By Mark Hosenball and Susan Heavey
WASHINGTON (Reuters) – The Obama administration on Thursday acknowledged that it is collecting a massive amount of telephone records from at least one carrier, reopening the debate over privacy even as it defended the practice as necessary to protect Americans against attack.
The admission comes after the Guardian newspaper published a secret court order related to the records of millions of Verizon Communications customers on its website on Wednesday.
A senior administration official did not specifically confirm the report, but noted the published court order pertains only to data such as a telephone number or the length of a call, and not the subscribers’ identities or the content of the telephone calls.
The order requires the government to turn over so-called “metadata” such as a list of numbers that called other U.S. or international numbers as well as other transactional information on the time and location of calls.
Such information is “a critical tool in protecting the nation from terrorist threats to the United States,” the official said, speaking on the condition of not being named.
“It allows counter-terrorism personnel to discover whether known or suspected terrorists have been in contact with other persons who may be engaged in terrorist activities, particularly people located inside the United States,” the official added.
The revelation raises fresh concerns about President Barack Obama’s handling of privacy and free speech issues. His administration is already under fire for searching Associated Press journalists’ calling records and the emails of a Fox television reporter as part of its inquiries into leaked government information.
Verizon has declined to comment. It remains unclear clear whether the practice extends to other carriers.

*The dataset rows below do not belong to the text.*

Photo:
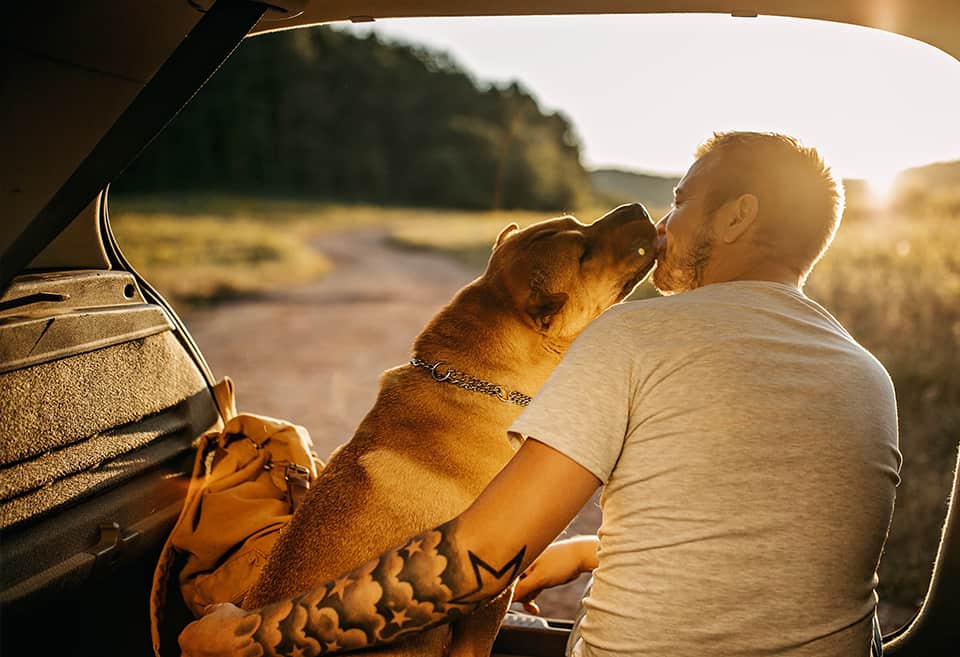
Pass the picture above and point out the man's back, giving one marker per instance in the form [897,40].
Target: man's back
[748,490]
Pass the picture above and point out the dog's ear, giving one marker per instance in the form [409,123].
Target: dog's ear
[505,233]
[542,307]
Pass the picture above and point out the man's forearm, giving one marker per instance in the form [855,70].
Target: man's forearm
[429,581]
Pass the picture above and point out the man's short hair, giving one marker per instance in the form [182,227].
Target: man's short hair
[800,201]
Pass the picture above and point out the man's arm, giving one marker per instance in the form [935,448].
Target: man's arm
[435,577]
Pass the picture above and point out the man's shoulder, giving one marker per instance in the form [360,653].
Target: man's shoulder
[658,308]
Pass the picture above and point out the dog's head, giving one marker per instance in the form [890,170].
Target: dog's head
[561,274]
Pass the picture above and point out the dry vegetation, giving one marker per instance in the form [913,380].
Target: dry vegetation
[892,279]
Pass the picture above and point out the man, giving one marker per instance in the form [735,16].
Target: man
[746,443]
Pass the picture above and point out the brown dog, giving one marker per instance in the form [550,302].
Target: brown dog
[428,448]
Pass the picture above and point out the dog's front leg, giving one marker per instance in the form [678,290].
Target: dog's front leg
[473,636]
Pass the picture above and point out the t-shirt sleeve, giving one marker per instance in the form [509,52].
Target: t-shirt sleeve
[583,409]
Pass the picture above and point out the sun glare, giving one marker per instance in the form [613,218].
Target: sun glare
[880,186]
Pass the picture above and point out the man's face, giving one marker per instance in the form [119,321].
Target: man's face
[686,234]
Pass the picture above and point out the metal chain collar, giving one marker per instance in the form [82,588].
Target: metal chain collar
[470,382]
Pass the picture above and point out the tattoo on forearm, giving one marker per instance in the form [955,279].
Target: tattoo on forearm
[405,591]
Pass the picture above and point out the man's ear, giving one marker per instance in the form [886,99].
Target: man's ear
[739,217]
[542,307]
[504,234]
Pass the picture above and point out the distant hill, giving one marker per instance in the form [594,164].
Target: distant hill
[614,186]
[937,174]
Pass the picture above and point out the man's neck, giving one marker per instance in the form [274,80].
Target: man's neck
[773,272]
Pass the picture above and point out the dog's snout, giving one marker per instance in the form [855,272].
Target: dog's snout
[634,212]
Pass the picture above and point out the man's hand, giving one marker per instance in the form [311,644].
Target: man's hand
[224,631]
[560,563]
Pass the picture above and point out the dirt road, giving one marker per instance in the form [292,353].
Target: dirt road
[314,354]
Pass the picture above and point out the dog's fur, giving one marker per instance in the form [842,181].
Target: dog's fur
[426,450]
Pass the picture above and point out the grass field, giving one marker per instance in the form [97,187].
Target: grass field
[893,281]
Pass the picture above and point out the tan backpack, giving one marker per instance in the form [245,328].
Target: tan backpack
[248,479]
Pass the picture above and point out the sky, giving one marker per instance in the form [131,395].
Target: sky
[643,91]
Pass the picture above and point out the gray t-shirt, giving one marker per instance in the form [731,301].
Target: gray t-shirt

AT&T Inc had no comment. Representatives for other major carriers, including Sprint Nextel Corp and T-Mobile, could not be immediately reached or had no immediate comment.
The three-month court order, dated April 25 and published by the Guardian on Wednesday, directs Verizon’s Business Network Services Inc and Verizon Business Services units to hand over daily electronic data until July 19.
It was issued one week after U.S. law enforcement officials tracked down the two brothers suspected of carrying out the deadly Boston Marathon bombing. Investigators in that case had been looking into calls made from their phones and had been searching for one brother’s laptop.
The order expressly compels Verizon to turn over both international calling records and domestic records, and refers to mobile and landline numbers, according to the Guardian’s copy, which was labeled “top secret” and issued by the U.S. Foreign Intelligence Surveillance Court.
The four-page document does not lay out why the order was given or whether it was linked to any specific investigation.
Thursday’s admission highlights U.S. intelligence officials’ ongoing and controversial campaign of domestic surveillance launched under President George W. Bush’s administration in the wake of the September 11, 2001 attack.
The 2001 U.S. Patriot Act allows the FBI to seek an order to obtain “any tangible thing,” including business records, to gather intelligence.
The Obama administration official said that “all three branches of government are involved in reviewing and authorizing intelligence collection.”
Still, some lawmakers have expressed growing concern with broad intelligence gathering methods.